In Mühldorf haben die Arbeitslosen, die 50 Jahre und älter sind, einen Anteil von 35 Prozent an allen Arbeitslosen. Die Arbeitslosigkeit dieser Personengruppe ist im Juli mit 694 gemeldeten Personen um 21 (drei Prozent) niedriger als im Juni. Im Vorjahresvergleich sind 44 Personen (sechs Prozent) weniger ältere Arbeitslose gemeldet. Die Älteren profitieren im Landkreis Mühldorf kaum vom konjunkturellen Aufschwung und der deutlichen Besserung am Arbeitsmarkt. Besonders ausgeprägt ist die Arbeitslosigkeit der Personen, die 50 bis unter 65 Jahre alt sind, im Zuständigkeitsbereich der Arbeitsagentur (SGB III).

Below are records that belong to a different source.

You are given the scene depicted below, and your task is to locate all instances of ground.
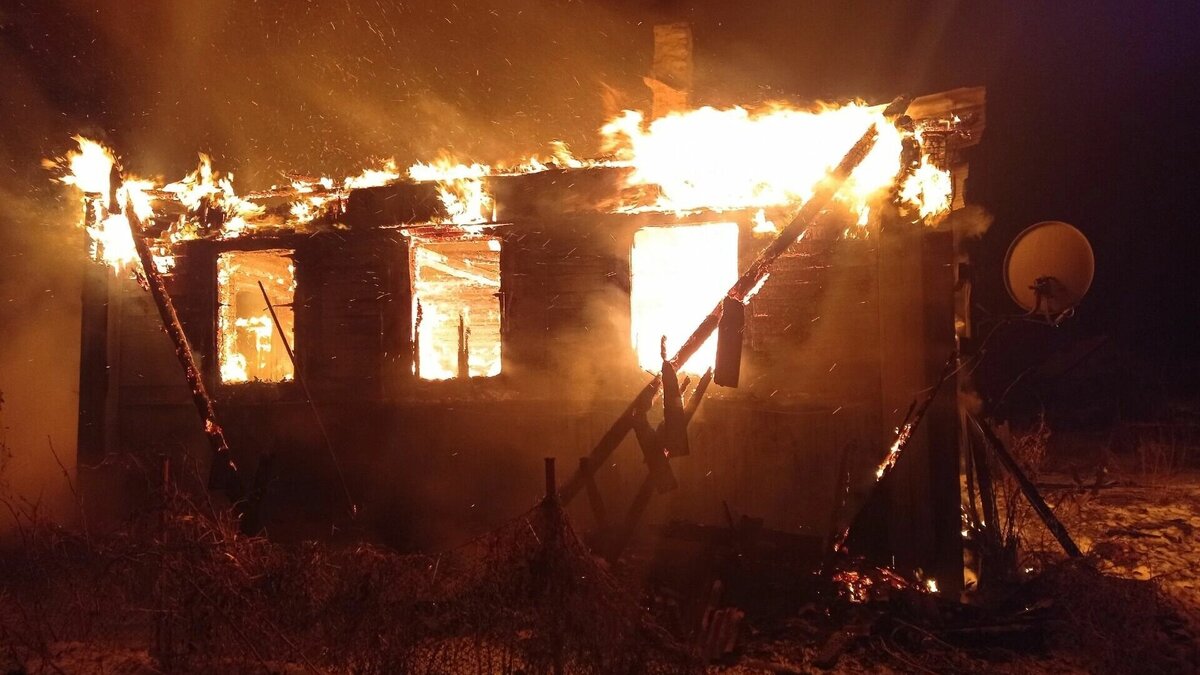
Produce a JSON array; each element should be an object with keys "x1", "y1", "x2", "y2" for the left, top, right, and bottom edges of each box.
[{"x1": 0, "y1": 451, "x2": 1200, "y2": 675}]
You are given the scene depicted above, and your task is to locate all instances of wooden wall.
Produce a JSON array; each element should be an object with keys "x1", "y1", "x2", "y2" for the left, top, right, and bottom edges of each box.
[{"x1": 82, "y1": 214, "x2": 961, "y2": 587}]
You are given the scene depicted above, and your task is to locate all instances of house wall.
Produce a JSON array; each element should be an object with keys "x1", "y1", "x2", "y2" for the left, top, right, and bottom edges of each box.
[{"x1": 75, "y1": 214, "x2": 956, "y2": 576}]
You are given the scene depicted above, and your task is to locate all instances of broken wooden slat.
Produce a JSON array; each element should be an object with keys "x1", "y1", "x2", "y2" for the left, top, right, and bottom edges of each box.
[
  {"x1": 125, "y1": 194, "x2": 245, "y2": 509},
  {"x1": 560, "y1": 97, "x2": 910, "y2": 502},
  {"x1": 970, "y1": 414, "x2": 1084, "y2": 557},
  {"x1": 713, "y1": 298, "x2": 746, "y2": 388}
]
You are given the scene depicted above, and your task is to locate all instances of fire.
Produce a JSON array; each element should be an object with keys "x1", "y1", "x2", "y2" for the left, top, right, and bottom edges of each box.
[
  {"x1": 217, "y1": 250, "x2": 295, "y2": 384},
  {"x1": 630, "y1": 222, "x2": 738, "y2": 374},
  {"x1": 900, "y1": 156, "x2": 954, "y2": 219},
  {"x1": 46, "y1": 136, "x2": 116, "y2": 193},
  {"x1": 408, "y1": 159, "x2": 492, "y2": 225},
  {"x1": 43, "y1": 136, "x2": 159, "y2": 274},
  {"x1": 875, "y1": 423, "x2": 912, "y2": 480},
  {"x1": 162, "y1": 153, "x2": 265, "y2": 237},
  {"x1": 601, "y1": 103, "x2": 949, "y2": 220},
  {"x1": 413, "y1": 238, "x2": 500, "y2": 380}
]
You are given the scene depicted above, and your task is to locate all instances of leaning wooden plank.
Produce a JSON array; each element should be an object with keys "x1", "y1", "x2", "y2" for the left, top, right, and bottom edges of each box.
[
  {"x1": 559, "y1": 97, "x2": 908, "y2": 503},
  {"x1": 971, "y1": 414, "x2": 1084, "y2": 557},
  {"x1": 125, "y1": 194, "x2": 245, "y2": 504}
]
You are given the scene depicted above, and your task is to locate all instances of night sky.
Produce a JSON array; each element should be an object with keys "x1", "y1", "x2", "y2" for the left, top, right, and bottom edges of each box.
[{"x1": 0, "y1": 0, "x2": 1200, "y2": 437}]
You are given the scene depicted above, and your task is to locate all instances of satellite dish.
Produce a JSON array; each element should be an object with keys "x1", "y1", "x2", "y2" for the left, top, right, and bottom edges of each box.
[{"x1": 1004, "y1": 220, "x2": 1096, "y2": 316}]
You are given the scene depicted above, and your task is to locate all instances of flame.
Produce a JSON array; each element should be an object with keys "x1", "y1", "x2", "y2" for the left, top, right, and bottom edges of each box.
[
  {"x1": 875, "y1": 423, "x2": 912, "y2": 480},
  {"x1": 162, "y1": 153, "x2": 265, "y2": 238},
  {"x1": 343, "y1": 160, "x2": 400, "y2": 190},
  {"x1": 217, "y1": 250, "x2": 295, "y2": 384},
  {"x1": 413, "y1": 238, "x2": 500, "y2": 380},
  {"x1": 601, "y1": 103, "x2": 949, "y2": 222},
  {"x1": 408, "y1": 159, "x2": 493, "y2": 225},
  {"x1": 42, "y1": 136, "x2": 116, "y2": 194},
  {"x1": 630, "y1": 222, "x2": 738, "y2": 374},
  {"x1": 900, "y1": 156, "x2": 954, "y2": 219}
]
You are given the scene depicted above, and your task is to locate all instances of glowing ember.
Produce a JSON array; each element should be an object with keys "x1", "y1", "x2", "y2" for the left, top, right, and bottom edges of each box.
[
  {"x1": 217, "y1": 250, "x2": 295, "y2": 384},
  {"x1": 413, "y1": 238, "x2": 500, "y2": 380},
  {"x1": 875, "y1": 423, "x2": 912, "y2": 480},
  {"x1": 630, "y1": 222, "x2": 738, "y2": 374}
]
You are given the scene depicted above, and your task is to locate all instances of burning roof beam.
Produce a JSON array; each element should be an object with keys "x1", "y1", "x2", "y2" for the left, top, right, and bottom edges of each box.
[{"x1": 560, "y1": 97, "x2": 910, "y2": 503}]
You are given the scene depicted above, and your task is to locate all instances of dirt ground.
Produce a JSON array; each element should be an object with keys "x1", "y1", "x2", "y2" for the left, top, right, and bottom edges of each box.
[
  {"x1": 0, "y1": 465, "x2": 1200, "y2": 675},
  {"x1": 1039, "y1": 471, "x2": 1200, "y2": 625}
]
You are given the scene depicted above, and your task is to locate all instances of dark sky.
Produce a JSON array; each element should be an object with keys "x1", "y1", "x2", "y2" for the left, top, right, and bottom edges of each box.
[{"x1": 0, "y1": 0, "x2": 1200, "y2": 425}]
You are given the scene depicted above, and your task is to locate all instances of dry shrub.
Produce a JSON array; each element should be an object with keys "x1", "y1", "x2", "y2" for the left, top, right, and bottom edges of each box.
[
  {"x1": 1022, "y1": 561, "x2": 1200, "y2": 673},
  {"x1": 1130, "y1": 424, "x2": 1194, "y2": 486},
  {"x1": 0, "y1": 468, "x2": 695, "y2": 674}
]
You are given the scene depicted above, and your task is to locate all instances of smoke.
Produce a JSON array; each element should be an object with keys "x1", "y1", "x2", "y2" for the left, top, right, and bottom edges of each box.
[
  {"x1": 10, "y1": 0, "x2": 650, "y2": 190},
  {"x1": 0, "y1": 0, "x2": 652, "y2": 526},
  {"x1": 943, "y1": 204, "x2": 996, "y2": 241}
]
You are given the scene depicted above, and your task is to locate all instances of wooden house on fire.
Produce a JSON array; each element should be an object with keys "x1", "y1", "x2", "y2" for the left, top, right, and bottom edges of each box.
[{"x1": 72, "y1": 76, "x2": 984, "y2": 587}]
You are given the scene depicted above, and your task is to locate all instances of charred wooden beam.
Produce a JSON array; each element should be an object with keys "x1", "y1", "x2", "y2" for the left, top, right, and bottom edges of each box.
[
  {"x1": 258, "y1": 281, "x2": 359, "y2": 518},
  {"x1": 560, "y1": 98, "x2": 908, "y2": 502},
  {"x1": 76, "y1": 198, "x2": 112, "y2": 465},
  {"x1": 971, "y1": 416, "x2": 1084, "y2": 557},
  {"x1": 713, "y1": 298, "x2": 746, "y2": 387},
  {"x1": 830, "y1": 351, "x2": 958, "y2": 552},
  {"x1": 125, "y1": 203, "x2": 245, "y2": 506}
]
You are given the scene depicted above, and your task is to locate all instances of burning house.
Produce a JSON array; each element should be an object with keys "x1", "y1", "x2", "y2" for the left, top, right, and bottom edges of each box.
[{"x1": 56, "y1": 31, "x2": 984, "y2": 589}]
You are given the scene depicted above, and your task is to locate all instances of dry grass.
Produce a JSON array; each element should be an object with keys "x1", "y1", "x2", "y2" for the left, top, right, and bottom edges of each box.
[{"x1": 0, "y1": 456, "x2": 695, "y2": 674}]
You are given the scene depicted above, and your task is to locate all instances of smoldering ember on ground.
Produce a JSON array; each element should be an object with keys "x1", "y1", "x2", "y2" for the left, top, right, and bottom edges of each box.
[{"x1": 0, "y1": 0, "x2": 1200, "y2": 674}]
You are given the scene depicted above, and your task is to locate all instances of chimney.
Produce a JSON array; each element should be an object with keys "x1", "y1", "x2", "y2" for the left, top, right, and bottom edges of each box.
[{"x1": 642, "y1": 23, "x2": 692, "y2": 119}]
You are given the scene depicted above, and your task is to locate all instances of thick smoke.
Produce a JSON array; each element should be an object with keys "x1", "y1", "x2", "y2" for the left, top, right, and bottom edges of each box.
[{"x1": 0, "y1": 0, "x2": 652, "y2": 530}]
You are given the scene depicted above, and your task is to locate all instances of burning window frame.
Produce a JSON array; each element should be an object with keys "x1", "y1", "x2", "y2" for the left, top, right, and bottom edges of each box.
[
  {"x1": 214, "y1": 246, "x2": 299, "y2": 388},
  {"x1": 629, "y1": 217, "x2": 744, "y2": 375},
  {"x1": 407, "y1": 233, "x2": 504, "y2": 382}
]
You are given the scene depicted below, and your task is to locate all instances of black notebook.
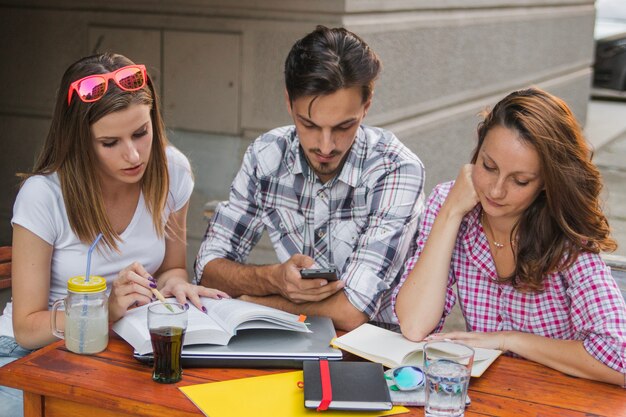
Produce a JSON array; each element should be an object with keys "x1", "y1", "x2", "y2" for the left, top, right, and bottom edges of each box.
[{"x1": 303, "y1": 361, "x2": 392, "y2": 410}]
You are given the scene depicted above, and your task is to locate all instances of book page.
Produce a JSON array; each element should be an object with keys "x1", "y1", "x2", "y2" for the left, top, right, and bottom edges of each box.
[
  {"x1": 333, "y1": 323, "x2": 424, "y2": 368},
  {"x1": 112, "y1": 298, "x2": 232, "y2": 355},
  {"x1": 202, "y1": 298, "x2": 311, "y2": 334},
  {"x1": 332, "y1": 323, "x2": 502, "y2": 377}
]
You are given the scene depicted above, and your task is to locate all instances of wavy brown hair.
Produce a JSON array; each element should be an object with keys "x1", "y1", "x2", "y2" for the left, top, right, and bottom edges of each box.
[
  {"x1": 472, "y1": 88, "x2": 617, "y2": 292},
  {"x1": 20, "y1": 53, "x2": 169, "y2": 250}
]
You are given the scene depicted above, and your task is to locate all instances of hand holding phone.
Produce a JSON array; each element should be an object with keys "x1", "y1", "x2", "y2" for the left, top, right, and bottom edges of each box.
[{"x1": 300, "y1": 267, "x2": 339, "y2": 281}]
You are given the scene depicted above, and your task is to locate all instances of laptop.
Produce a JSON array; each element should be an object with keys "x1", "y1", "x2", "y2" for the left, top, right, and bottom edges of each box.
[{"x1": 133, "y1": 317, "x2": 343, "y2": 368}]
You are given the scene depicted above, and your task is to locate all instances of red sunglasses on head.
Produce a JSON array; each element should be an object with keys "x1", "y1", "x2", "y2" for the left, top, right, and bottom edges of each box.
[{"x1": 67, "y1": 65, "x2": 148, "y2": 106}]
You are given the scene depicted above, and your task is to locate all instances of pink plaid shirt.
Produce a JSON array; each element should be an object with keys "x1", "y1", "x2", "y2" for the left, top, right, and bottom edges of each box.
[{"x1": 392, "y1": 182, "x2": 626, "y2": 373}]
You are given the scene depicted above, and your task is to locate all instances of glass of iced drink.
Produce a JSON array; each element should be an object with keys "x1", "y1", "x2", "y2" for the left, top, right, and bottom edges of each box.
[
  {"x1": 148, "y1": 303, "x2": 187, "y2": 384},
  {"x1": 424, "y1": 340, "x2": 474, "y2": 417}
]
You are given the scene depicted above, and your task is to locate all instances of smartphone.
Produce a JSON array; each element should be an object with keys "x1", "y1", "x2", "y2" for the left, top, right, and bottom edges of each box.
[{"x1": 300, "y1": 267, "x2": 339, "y2": 281}]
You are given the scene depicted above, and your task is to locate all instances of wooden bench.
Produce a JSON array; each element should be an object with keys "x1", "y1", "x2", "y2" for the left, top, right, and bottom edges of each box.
[{"x1": 0, "y1": 246, "x2": 12, "y2": 290}]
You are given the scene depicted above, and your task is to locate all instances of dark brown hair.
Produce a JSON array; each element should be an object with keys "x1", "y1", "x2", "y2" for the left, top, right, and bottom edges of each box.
[
  {"x1": 20, "y1": 53, "x2": 169, "y2": 249},
  {"x1": 285, "y1": 25, "x2": 382, "y2": 102},
  {"x1": 472, "y1": 88, "x2": 617, "y2": 292}
]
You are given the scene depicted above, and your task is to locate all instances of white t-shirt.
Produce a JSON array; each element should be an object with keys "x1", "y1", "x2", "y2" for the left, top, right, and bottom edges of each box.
[{"x1": 0, "y1": 146, "x2": 193, "y2": 337}]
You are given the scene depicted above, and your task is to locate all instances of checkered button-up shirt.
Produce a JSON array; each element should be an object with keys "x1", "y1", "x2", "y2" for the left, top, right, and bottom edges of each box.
[
  {"x1": 392, "y1": 182, "x2": 626, "y2": 373},
  {"x1": 195, "y1": 126, "x2": 424, "y2": 323}
]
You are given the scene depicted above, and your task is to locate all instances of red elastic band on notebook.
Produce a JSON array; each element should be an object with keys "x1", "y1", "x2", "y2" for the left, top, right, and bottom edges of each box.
[{"x1": 317, "y1": 359, "x2": 333, "y2": 411}]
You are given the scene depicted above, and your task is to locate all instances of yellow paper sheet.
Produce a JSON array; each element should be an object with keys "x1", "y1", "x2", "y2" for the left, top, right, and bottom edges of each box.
[{"x1": 180, "y1": 371, "x2": 409, "y2": 417}]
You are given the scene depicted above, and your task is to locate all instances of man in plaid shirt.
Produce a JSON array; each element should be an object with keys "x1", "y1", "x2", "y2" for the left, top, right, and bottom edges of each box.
[{"x1": 195, "y1": 26, "x2": 424, "y2": 330}]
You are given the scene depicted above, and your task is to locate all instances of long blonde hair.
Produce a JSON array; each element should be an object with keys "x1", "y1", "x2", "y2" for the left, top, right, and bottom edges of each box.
[{"x1": 18, "y1": 53, "x2": 169, "y2": 250}]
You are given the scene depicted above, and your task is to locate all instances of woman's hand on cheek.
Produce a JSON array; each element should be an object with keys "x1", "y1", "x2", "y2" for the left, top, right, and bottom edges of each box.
[{"x1": 109, "y1": 262, "x2": 157, "y2": 322}]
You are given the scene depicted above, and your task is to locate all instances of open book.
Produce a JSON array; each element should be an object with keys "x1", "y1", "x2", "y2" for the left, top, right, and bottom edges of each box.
[
  {"x1": 112, "y1": 298, "x2": 311, "y2": 355},
  {"x1": 331, "y1": 323, "x2": 502, "y2": 377}
]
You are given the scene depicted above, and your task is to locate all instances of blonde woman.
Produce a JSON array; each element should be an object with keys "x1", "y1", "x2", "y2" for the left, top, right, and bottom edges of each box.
[{"x1": 0, "y1": 54, "x2": 228, "y2": 390}]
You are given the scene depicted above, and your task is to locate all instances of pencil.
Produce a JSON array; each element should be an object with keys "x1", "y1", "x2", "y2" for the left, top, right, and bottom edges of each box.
[{"x1": 150, "y1": 288, "x2": 174, "y2": 313}]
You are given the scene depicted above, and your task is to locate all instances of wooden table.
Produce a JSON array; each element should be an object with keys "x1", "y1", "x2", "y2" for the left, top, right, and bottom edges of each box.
[{"x1": 0, "y1": 335, "x2": 626, "y2": 417}]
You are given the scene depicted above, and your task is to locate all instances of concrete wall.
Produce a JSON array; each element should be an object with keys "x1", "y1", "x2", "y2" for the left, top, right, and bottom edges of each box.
[{"x1": 0, "y1": 0, "x2": 594, "y2": 270}]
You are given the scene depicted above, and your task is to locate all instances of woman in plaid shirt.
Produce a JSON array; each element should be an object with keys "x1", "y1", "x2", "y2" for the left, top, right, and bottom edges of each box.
[{"x1": 392, "y1": 88, "x2": 626, "y2": 385}]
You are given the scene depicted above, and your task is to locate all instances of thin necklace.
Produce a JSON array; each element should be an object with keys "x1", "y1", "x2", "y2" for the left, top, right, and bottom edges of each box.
[{"x1": 480, "y1": 211, "x2": 506, "y2": 249}]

Hier sind 44 Prozent aller Arbeitslosen 50 bis unter 65 Jahre alt.

Im Landkreis Mühldorf sind 552 Stellen gemeldet. Zum Vormonat sind dies um 24 Stellen oder fünf Prozent mehr. Verglichen mit dem Vorjahr ist ein Stellenzuwachs von 86 (19 Prozent) zu verzeichnen.

Die konjunkturelle Entwicklung der Wirtschaft kann besser am Zugang der Arbeitsstellen abgelesen werden. Dabei sind die Veränderungen dieser Stellenzugänge ein besserer Indikator für die Einstellungsbereitschaft der Betriebe als die Veränderungen der Bestandszahlen. Im Juli wurden in der Geschäftsstelle Mühldorf 242 Stellenzugänge gemeldet. Dies sind im Vergleich zum Vormonat um 39 Stellen oder 14 Prozent weniger. Im Vorjahresvergleich sind die Meldungen neuer Stellen um 43 oder 15 Prozent gesunken. Die Stellenzugänge schwächen sich wegen der bevorstehenden Urlaubszeit etwas ab.

Im Landkreis Mühldorf ist der Fachkräftebedarf besonders hoch. Die Laufzeiten der Stellenangebote werden länger, da die benötigten Fachkräfte nicht in ausreichender Anzahl vorhanden sind. Damit begründen sich auch die hohen Stellenbestände. Besonders hoch ist die Nachfrage nach Fachkräften im Bereich des verarbeitenden Gewerbes. Aber auch im Handel, im Gesundheits- und Pflegebereich, im Baugewerbe und im Bereich der Leiharbeit besteht ein großer Kräftebedarf.